Le chitarre proprio non le piacciono…
«Credo che l’organo sia lo strumento “principe”, come dicono i documenti. Con il gregoriano è anche superfluo, è nato come canto vocale, in origine solo monodico (ad una voce, ndr), poi anche polifonico».
Pensa che il gregoriano possa essere uno strumento di evangelizzazione?
«Senza dubbio. È un canto universale, perfino le melodie delle tradizioni locali di paesi ben lontani dalla cultura europea sono parenti prossime del gregoriano. Potrebbe fare da amalgama. Le Chiese giovani dell’Africa e dell’Asia ci sono da esempio nel rispetto e nell’orgoglio per il canto tradizionale della Chiesa».
Lei presiede un istituto che è un po’ il conservatorio della Santa Sede, quale contributo può dare?
«Il nostro istituto forma musicisti di chiesa di tutto il mondo, ma non c’è un ente del Vaticano che coordini direttamente il lavoro di tutti gli operatori e vigili sulle celebrazioni liturgiche. Per questo manca oggi un’adeguata attenzione alla musica sacra nella Chiesa».
Benedetto XVI è un grande conoscitore e appassionato di musica. Crede che il suo apporto sarà determinante?
«Penso di sì. Del resto se vogliamo ritornare alla serietà della liturgia è tempo di ripristinare il canto gregoriano. Comincino le cattedrali, i monasteri, i conventi, i seminari e le case di formazione religiosa.

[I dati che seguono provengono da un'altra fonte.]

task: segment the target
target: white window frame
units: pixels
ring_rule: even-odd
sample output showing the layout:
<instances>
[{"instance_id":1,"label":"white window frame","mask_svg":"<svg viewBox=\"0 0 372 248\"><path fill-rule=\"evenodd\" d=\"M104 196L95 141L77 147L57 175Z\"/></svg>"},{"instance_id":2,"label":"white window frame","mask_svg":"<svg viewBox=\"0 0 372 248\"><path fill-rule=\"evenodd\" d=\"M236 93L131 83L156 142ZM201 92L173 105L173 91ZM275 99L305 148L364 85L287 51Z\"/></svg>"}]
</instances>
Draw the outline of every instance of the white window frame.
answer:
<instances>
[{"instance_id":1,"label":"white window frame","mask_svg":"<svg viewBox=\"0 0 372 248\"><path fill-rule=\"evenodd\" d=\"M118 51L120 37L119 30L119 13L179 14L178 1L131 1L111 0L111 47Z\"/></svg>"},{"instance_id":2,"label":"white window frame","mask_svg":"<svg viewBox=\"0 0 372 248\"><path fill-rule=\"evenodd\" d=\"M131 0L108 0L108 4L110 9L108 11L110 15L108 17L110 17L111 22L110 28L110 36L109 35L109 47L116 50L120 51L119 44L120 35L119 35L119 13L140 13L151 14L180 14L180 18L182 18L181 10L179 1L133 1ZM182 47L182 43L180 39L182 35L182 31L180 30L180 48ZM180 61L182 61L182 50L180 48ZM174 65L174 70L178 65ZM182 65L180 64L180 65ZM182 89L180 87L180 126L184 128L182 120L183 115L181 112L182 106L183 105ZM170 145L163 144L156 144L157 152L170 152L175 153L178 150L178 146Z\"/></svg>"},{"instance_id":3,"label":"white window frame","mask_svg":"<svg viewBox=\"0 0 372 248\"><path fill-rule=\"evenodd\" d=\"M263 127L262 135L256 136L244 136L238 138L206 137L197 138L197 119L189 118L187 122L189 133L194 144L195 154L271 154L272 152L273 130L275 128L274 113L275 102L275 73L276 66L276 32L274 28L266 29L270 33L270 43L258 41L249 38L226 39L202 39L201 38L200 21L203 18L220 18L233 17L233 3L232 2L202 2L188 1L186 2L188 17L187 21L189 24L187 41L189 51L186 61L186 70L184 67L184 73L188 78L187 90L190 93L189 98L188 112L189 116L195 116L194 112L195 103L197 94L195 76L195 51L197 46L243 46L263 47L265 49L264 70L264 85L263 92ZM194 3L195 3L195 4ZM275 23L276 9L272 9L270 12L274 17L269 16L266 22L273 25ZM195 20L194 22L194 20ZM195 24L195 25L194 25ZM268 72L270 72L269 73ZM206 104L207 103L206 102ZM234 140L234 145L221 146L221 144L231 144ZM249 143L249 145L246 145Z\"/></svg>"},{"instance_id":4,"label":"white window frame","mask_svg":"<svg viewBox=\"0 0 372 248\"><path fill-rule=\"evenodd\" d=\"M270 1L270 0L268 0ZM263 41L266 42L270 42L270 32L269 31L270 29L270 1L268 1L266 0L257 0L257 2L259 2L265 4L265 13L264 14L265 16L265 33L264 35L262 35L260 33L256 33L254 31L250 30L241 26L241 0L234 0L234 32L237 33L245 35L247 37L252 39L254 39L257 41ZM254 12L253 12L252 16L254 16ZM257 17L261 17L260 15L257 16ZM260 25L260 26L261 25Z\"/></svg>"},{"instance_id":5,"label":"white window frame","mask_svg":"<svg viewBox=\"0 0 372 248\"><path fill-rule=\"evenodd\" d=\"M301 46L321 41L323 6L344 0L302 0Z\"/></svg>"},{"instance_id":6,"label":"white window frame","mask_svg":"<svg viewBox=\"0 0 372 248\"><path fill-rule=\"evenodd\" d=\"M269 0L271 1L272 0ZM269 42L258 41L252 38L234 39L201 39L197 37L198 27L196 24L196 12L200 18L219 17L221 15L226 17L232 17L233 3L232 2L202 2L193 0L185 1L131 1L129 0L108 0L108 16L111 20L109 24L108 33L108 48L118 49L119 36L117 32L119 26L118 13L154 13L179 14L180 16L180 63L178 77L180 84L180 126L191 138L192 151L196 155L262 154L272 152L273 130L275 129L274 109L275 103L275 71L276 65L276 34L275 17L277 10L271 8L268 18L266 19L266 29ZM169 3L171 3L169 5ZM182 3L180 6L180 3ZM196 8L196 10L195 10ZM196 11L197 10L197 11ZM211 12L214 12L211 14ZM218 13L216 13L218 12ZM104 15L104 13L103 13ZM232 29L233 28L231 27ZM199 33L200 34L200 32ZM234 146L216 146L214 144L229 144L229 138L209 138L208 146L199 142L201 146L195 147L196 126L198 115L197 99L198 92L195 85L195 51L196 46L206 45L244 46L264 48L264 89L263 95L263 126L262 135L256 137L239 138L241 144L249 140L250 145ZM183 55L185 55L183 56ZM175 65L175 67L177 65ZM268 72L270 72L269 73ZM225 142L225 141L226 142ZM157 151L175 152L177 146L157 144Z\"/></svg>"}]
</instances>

Così anche le parrocchie finiranno per essere contagiate dalla bellezza suprema del canto della Chiesa».
RICORDA
«La Chiesa riconosce il canto gregoriano come canto proprio della liturgia romana; perciò nelle azioni liturgiche, a parità di condizioni, gli si riservi il posto principale».
(Concilio Ecumenico Vaticano II, Costituzione Sacrosanctum Concilium, n. 116).